This is the "effective rate method", which applies to taxpayers with mixed income (from France and Luxembourg). Under this method, French tax will be calculated on the basis of total income, but with a credit equal to the tax already paid in Luxembourg. However, only social contributions are deducted and not the entire tax, which may increase the overall tax burden.
In 2020, when the reform was already trying to take effect, some cross-border workers faced tax increases of hundreds or even thousands of euros. This is especially true for families where the main income comes from Luxembourg and French income is much lower. Pensioners are particularly vulnerable, as a year of service in Luxembourg is on average equivalent to 4-5 years in France in terms of pension payments.
Despite a promise by former French Economy Minister Bruno Le Maire that the changes would not affect the tax burden, no official calculations have yet been published.

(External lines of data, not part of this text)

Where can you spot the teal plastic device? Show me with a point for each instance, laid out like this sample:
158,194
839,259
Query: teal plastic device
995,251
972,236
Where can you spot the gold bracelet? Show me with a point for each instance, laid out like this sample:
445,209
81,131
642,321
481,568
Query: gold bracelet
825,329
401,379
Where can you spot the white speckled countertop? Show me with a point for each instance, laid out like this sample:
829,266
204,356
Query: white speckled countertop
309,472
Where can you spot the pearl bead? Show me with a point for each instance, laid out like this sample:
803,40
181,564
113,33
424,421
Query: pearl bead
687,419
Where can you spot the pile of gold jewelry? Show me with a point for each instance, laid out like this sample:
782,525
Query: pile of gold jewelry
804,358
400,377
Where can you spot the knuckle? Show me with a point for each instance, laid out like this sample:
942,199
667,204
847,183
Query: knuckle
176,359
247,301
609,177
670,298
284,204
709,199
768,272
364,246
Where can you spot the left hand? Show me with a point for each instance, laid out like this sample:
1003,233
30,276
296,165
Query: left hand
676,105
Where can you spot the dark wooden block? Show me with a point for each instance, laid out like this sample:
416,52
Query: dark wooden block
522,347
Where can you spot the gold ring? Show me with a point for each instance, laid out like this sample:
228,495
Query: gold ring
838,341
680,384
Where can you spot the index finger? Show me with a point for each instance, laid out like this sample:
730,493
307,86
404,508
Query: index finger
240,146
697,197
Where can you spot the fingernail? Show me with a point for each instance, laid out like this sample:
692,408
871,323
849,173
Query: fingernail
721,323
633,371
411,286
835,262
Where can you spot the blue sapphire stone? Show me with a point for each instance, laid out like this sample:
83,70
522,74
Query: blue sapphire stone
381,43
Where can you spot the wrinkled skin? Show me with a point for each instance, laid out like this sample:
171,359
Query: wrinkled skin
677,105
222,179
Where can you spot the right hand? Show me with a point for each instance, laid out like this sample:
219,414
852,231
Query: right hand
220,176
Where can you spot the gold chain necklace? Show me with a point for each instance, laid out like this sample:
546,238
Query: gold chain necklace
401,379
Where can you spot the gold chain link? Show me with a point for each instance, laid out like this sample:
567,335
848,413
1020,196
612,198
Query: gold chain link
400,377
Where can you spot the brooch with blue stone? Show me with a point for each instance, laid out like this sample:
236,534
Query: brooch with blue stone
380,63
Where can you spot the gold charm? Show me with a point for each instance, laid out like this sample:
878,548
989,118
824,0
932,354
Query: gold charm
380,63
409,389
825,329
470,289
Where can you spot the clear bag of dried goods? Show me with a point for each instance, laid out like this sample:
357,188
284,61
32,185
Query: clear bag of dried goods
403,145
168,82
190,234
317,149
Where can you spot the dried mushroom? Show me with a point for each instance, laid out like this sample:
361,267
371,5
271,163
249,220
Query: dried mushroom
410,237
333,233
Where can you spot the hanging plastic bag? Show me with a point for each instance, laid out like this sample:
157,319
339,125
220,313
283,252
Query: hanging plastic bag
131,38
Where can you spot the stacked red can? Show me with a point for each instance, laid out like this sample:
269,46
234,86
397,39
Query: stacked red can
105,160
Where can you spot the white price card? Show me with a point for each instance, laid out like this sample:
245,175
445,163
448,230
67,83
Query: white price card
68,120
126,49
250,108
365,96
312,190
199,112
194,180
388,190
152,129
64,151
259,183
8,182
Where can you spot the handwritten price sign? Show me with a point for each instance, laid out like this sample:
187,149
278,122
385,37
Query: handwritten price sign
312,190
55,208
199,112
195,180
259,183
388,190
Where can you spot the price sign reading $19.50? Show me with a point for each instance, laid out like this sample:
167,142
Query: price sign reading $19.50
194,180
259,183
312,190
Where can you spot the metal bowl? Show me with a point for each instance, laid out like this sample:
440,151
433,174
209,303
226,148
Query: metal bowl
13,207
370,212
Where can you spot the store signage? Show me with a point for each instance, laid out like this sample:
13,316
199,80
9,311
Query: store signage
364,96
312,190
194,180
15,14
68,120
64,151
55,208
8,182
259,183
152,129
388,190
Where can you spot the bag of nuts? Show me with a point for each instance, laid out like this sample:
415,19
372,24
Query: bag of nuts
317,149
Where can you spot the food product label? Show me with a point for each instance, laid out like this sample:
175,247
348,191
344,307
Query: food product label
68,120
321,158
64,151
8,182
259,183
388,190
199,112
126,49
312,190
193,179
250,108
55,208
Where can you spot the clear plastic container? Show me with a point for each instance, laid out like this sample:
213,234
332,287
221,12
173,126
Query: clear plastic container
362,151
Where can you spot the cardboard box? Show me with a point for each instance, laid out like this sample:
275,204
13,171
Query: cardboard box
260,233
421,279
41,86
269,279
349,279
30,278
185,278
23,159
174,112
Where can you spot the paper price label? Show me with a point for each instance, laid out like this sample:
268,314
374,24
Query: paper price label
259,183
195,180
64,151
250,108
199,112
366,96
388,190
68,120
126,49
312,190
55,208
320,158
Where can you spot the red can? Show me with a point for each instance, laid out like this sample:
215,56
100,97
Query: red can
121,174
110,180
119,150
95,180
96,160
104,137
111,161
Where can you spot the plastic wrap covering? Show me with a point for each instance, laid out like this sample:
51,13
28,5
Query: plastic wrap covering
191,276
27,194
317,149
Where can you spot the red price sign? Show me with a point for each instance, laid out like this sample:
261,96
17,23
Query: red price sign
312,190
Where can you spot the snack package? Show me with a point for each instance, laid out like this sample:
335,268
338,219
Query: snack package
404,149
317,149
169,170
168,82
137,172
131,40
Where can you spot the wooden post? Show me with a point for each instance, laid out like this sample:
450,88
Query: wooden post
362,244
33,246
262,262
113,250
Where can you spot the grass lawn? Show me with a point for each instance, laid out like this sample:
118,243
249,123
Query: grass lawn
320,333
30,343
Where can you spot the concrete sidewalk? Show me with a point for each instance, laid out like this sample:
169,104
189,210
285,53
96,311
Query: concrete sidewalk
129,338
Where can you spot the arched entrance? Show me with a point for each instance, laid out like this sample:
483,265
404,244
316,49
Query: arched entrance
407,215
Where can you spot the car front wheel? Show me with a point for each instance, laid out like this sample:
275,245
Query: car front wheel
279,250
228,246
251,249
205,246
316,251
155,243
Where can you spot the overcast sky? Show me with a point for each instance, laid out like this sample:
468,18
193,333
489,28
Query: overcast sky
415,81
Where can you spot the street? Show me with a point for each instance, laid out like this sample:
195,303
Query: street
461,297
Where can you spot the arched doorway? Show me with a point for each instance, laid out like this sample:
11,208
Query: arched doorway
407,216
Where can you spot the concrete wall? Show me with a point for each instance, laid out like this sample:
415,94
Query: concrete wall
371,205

A study on the impact of the convention on taxpayers, commissioned by the French Finance Ministry, has not been made public.
OGBL insists on transparency and demands that the French government publish a study to confirm or deny the promised "neutrality" of the changes. French Senator Silvana Silvestri sent an official letter to the new Minister of Economy and Finance demanding that she clarify the situation and fulfil her commitments to protect cross-border workers.
Thus, it remains unclear whether French residents working in Luxembourg will have to pay higher taxes. However, trade unions warn that many families could face an unexpected increase in tax contributions as early as 2025.